„Smoke on the water“ wird möglicherweise unser floridensisches Motto.
Nach einer Nacht, die so ruhig war, dass man die Hörnchen husten hören konnte, in der nur Waschbären und kleine Chouchous nach Mitternacht unterwegs gewesen sind – Wege kreuzend–, liegt auf dem See mystischer Morgendunst. Der Sumpf erwacht im Nebel; smoke on the water eben, ein Wasservogel trocknet sich den Nachttau von feuchten Federn. Schön ist das schon – unpolitisch gesehen. Wir bleiben also dabei.

Nachdem wir die Geschichte des betagten Fischers am Bootssteg gehört haben, verlassen wir das Reich von Moose und Pixie: leider ohne einen Bernstein dalassen zu können. Pixie hat sie so gern – die Bernsteine, die in Deutschland an jeder Ecke liegen und nur noch gepflückt werden müssen. Wenn wir die Nase von der Psychiatrie satt hätten, sollten wir auf Bernsteinimport in Florida setzen, meint Pixie, damit würden wir hier ein Vermögen verdienen. Nach so einfacher Ernte in good old Germany.
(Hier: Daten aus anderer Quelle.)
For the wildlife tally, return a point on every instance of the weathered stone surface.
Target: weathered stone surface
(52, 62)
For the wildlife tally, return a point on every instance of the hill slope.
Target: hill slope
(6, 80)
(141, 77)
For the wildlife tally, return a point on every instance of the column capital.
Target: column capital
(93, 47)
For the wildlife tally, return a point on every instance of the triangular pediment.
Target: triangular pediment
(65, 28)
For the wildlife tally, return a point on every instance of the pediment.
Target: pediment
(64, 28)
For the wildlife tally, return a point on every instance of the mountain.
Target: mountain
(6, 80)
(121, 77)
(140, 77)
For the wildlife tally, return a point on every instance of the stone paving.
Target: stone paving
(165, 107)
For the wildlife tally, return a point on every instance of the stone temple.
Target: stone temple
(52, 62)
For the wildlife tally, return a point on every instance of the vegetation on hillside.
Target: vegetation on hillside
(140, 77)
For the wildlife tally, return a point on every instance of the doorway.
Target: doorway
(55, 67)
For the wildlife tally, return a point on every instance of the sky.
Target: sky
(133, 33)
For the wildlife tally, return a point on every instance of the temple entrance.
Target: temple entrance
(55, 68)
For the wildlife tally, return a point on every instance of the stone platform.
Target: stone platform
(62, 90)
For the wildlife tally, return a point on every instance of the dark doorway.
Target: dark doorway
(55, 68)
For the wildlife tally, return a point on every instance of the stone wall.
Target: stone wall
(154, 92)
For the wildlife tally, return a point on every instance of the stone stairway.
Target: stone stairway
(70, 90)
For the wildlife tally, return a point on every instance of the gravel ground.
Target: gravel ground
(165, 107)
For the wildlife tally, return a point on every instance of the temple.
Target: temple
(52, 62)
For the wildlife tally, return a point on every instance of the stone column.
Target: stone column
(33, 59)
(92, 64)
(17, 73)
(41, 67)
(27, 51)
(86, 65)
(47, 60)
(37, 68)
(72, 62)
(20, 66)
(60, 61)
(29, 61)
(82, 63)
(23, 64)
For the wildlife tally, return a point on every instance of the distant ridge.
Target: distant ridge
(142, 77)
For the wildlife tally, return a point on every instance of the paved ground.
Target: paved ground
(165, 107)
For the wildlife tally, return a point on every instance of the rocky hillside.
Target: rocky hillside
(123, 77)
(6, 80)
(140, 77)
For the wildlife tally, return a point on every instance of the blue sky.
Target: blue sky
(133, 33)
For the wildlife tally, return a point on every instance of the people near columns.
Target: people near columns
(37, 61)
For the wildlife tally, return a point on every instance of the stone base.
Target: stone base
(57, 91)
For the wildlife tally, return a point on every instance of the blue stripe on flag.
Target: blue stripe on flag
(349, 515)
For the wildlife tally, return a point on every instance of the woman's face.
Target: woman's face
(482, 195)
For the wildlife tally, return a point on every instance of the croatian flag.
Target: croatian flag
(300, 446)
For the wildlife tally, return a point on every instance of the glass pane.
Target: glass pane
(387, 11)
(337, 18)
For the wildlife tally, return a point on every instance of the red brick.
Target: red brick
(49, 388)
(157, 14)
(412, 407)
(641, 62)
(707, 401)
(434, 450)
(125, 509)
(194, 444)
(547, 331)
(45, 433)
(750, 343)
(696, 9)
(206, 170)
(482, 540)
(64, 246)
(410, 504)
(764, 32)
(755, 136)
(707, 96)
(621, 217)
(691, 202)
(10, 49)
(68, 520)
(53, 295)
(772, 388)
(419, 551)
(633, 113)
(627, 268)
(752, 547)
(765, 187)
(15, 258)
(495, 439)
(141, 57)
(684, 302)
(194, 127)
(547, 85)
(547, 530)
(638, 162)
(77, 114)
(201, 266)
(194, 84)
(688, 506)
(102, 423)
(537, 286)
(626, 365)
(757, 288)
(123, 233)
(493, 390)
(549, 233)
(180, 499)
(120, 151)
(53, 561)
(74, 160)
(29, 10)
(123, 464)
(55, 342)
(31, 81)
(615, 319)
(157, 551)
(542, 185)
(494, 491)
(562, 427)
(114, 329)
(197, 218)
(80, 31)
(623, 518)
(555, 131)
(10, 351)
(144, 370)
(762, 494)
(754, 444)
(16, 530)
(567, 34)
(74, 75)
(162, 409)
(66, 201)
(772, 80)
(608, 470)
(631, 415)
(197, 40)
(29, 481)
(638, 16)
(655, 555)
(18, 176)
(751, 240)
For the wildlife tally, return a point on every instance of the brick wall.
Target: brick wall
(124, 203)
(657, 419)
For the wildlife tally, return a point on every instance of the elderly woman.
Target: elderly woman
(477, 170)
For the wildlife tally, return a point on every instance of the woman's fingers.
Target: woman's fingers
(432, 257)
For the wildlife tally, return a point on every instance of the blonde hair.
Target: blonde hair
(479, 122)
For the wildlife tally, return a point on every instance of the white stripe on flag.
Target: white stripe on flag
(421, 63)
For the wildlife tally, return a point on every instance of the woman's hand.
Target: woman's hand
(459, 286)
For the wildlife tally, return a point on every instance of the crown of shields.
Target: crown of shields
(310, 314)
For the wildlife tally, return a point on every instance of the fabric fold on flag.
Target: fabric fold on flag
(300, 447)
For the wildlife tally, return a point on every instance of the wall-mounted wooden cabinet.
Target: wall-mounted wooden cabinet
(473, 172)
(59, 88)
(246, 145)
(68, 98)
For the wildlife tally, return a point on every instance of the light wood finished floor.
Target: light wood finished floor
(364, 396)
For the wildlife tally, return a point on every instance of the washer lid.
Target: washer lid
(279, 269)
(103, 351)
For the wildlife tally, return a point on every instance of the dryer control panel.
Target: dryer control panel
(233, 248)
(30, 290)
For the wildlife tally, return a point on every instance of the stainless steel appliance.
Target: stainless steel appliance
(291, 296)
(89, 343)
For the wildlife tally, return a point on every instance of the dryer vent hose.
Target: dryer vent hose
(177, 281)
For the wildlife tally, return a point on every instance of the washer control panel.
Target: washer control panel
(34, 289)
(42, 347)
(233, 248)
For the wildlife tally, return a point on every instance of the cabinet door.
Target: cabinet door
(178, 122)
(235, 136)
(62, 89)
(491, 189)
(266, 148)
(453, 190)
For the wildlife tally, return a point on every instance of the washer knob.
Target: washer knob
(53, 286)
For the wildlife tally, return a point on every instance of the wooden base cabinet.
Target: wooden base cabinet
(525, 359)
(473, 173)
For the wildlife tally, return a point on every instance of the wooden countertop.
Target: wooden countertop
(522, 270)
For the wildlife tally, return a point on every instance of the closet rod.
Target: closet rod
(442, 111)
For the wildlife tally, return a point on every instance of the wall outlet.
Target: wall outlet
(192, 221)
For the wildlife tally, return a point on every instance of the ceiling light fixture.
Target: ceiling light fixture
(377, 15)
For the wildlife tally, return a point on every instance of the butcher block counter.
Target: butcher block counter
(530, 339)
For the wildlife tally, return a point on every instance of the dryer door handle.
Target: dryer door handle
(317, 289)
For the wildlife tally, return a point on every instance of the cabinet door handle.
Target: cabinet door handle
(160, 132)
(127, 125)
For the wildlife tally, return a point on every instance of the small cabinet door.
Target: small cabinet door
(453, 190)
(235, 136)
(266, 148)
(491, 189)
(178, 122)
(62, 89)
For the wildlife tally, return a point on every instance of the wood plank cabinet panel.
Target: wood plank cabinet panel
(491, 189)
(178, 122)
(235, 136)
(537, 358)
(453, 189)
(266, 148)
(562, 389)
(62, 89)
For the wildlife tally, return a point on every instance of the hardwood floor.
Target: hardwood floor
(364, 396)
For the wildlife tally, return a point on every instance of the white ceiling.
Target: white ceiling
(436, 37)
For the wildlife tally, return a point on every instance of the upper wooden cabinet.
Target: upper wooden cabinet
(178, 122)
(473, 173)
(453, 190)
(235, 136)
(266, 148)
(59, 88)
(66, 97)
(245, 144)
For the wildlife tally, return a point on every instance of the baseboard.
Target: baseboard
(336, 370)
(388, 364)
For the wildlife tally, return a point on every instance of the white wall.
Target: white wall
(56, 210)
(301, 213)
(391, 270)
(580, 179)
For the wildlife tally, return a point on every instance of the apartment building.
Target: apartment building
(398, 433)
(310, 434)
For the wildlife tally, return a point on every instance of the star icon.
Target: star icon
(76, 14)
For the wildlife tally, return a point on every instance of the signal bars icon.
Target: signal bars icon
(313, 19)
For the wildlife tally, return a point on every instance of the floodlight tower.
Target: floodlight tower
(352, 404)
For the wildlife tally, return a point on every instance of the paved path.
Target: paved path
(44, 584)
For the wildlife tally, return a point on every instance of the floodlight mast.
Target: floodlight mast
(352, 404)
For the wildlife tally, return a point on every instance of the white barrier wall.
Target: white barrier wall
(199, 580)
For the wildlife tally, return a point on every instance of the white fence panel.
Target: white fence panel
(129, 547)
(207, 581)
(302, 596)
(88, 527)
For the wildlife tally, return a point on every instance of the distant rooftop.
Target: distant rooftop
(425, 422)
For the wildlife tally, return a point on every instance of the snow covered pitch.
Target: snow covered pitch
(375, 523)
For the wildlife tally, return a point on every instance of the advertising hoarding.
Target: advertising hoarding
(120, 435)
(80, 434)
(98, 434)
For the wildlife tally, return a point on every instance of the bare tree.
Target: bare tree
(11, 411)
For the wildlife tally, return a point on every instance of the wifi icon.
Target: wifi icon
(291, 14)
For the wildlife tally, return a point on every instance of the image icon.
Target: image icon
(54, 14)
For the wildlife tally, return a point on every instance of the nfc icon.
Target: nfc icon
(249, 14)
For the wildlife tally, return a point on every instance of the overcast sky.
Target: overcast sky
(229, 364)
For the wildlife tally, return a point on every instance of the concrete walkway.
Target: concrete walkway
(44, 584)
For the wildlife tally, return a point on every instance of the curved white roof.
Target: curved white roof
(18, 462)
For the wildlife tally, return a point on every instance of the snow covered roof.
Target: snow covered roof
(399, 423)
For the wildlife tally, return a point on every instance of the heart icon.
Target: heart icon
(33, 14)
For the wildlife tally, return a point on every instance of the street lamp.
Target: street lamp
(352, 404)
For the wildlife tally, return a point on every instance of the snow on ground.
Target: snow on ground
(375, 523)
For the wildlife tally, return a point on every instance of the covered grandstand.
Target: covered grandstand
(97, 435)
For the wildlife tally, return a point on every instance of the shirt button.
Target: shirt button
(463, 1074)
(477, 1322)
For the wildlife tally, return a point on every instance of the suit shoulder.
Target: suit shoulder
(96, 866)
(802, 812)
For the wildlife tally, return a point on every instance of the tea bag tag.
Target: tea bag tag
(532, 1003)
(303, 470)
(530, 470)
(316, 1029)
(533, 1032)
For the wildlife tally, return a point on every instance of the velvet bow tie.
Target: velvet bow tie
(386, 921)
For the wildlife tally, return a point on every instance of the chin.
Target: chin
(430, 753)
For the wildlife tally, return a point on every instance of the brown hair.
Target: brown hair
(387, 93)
Heute ausnahmsweise mal schlau, tippen wir vor Abfahrt den „Lahmen-Modus“ ins Navi ein: den „Vermeide Autobahn“-Kniff, den „Wie überlebt man in Florida bei 50Meilen pro Stunde“-Hack.
Vor uns liegen nun also einsame 250 Kilometer Landstraße. Surreal – alleine durch den Apalachicola-Wald. Ein grandioser Name – sehr passend auch zu den „Wakulla Springs“, an denen wir vorbeirollen. Namen können sie – die Floridasienser, das muss man ihnen lassen.

Auf der „Hurricane evacation route“ geht’s von „Liberty“ nach „LaFayette county” an Weihnachtsdeko, dem historischen Gericht Mayos und der berechtigten Frage: Heavon or hell? vorbei bis Perry: dort müssen wir einkaufen.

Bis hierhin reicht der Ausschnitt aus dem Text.